About the Relationship Between Oracle Identity Cloud Service and Applications

In Oracle Identity Cloud Service, each custom application is represented by an application template. This configuration template is used to define the identity, access, and configuration information that Oracle Identity Cloud Service requires to communicate with the application.

When you purchase an Oracle application, an instance of the application is created in your identity domain and appears in the Oracle Cloud Services page automatically.

For a custom application, you must configure Oracle Identity Cloud Service so that it can communicate with the application. You use an application wizard to create a custom application. By doing so, in your identity domain, you add the information that Oracle Identity Cloud Service uses to communicate with the application. See Add Applications. Custom applications are shown in the Applications page.

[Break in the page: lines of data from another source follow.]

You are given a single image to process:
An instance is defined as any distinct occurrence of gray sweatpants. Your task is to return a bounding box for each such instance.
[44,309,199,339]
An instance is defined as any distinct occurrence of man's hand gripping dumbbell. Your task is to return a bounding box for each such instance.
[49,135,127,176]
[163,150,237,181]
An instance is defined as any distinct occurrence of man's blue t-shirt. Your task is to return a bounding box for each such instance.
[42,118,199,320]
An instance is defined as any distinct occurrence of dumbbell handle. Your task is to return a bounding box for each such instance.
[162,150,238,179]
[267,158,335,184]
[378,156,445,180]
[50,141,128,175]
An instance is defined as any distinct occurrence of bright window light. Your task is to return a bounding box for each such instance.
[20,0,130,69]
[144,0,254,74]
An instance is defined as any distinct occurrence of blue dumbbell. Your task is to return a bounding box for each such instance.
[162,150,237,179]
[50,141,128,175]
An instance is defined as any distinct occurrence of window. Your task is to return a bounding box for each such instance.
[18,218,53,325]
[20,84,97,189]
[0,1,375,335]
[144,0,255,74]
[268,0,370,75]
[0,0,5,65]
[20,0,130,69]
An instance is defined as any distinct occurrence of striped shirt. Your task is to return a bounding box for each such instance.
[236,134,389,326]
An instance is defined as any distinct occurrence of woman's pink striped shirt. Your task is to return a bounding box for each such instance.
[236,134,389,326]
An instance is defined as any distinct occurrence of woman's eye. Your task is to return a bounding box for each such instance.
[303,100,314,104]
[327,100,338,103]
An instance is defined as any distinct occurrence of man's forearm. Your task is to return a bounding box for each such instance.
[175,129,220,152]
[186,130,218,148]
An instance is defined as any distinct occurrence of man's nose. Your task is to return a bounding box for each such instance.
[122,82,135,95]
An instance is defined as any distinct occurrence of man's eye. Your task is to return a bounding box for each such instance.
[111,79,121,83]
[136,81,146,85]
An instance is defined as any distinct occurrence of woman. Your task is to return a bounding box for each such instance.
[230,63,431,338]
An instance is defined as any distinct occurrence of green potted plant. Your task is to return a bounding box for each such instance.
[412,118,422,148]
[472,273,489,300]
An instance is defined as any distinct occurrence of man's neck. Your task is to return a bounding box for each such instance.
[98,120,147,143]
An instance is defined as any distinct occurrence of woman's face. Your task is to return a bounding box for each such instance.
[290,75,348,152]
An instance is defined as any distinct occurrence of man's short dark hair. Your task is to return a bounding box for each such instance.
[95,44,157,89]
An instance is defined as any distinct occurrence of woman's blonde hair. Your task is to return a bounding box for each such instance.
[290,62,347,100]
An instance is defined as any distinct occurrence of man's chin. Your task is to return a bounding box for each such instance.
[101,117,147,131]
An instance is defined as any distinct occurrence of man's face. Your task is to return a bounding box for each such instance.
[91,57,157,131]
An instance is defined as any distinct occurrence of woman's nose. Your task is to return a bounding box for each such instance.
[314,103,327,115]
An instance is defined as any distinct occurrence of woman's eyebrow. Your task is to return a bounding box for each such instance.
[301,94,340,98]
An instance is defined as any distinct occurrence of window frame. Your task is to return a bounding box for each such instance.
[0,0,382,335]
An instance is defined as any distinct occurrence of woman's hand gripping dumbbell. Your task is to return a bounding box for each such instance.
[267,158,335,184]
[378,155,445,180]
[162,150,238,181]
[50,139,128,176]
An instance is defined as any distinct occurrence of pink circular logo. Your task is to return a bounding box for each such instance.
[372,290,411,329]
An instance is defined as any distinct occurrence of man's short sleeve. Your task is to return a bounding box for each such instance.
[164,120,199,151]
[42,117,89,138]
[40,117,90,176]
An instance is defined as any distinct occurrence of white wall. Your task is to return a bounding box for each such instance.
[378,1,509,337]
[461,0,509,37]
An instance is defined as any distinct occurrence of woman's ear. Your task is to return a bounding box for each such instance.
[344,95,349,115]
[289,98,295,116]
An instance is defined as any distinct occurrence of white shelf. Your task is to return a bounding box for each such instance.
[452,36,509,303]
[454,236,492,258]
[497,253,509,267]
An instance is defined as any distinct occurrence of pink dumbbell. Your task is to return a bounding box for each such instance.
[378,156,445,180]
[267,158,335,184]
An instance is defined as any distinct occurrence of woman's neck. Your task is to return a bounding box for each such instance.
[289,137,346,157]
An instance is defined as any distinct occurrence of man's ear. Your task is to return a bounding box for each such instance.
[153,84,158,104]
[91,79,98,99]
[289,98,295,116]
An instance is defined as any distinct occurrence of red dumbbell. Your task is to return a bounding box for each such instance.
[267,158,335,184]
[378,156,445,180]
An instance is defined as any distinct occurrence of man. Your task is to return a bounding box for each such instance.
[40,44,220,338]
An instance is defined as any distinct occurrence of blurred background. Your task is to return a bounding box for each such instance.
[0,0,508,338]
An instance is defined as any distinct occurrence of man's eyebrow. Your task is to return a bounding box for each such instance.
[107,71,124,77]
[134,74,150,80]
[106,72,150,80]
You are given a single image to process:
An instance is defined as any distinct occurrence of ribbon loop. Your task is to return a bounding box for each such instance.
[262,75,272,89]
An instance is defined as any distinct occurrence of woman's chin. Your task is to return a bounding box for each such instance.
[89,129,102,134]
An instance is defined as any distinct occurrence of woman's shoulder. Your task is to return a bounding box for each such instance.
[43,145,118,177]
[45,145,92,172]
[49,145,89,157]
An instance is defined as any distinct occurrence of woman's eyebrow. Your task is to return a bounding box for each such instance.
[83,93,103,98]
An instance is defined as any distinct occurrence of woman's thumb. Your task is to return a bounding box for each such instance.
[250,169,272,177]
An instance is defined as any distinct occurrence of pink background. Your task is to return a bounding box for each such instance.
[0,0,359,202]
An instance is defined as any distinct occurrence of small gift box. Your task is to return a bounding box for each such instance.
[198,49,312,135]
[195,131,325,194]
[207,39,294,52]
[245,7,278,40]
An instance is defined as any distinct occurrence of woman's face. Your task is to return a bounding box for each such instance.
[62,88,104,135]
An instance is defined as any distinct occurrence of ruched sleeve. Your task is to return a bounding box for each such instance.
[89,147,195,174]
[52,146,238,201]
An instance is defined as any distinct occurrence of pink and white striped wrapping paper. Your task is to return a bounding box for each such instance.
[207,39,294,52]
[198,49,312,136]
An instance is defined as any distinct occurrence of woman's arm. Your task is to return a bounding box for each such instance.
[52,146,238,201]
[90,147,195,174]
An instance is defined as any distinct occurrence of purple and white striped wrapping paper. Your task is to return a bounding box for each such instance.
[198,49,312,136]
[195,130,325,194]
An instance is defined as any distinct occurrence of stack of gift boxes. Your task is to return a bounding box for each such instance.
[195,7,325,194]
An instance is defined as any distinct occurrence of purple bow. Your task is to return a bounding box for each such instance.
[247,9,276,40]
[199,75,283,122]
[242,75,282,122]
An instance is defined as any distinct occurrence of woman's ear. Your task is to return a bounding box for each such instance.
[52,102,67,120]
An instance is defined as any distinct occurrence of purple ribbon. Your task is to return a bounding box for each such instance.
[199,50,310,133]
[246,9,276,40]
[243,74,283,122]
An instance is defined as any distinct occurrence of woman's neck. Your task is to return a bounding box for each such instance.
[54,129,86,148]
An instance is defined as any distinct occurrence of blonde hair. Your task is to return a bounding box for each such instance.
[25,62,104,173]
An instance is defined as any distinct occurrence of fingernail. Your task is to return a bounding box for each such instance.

You can use Oracle Identity Cloud Service to grant users access to applications in two ways:

  • Directly: Assigning users to the applications

  • Indirectly: Assigning groups to the applications. Any users who are members of the groups are granted access to the applications.

In addition to granting users and groups access to Oracle applications, you can grant users and groups access to entitlements within applications. For example, you use Oracle Identity Cloud Service to grant John Doe and Jane Doe access to Oracle Java Cloud Service. You want John Doe to have administrator privileges for Oracle Java Cloud Service, but Jane Doe to have only user privileges.

Each entitlement in an Oracle application is represented by an application role. So by assigning John Doe to the application administrator role of Oracle Java Cloud Service, he can access this Oracle Cloud service and he can function as an administrator within it.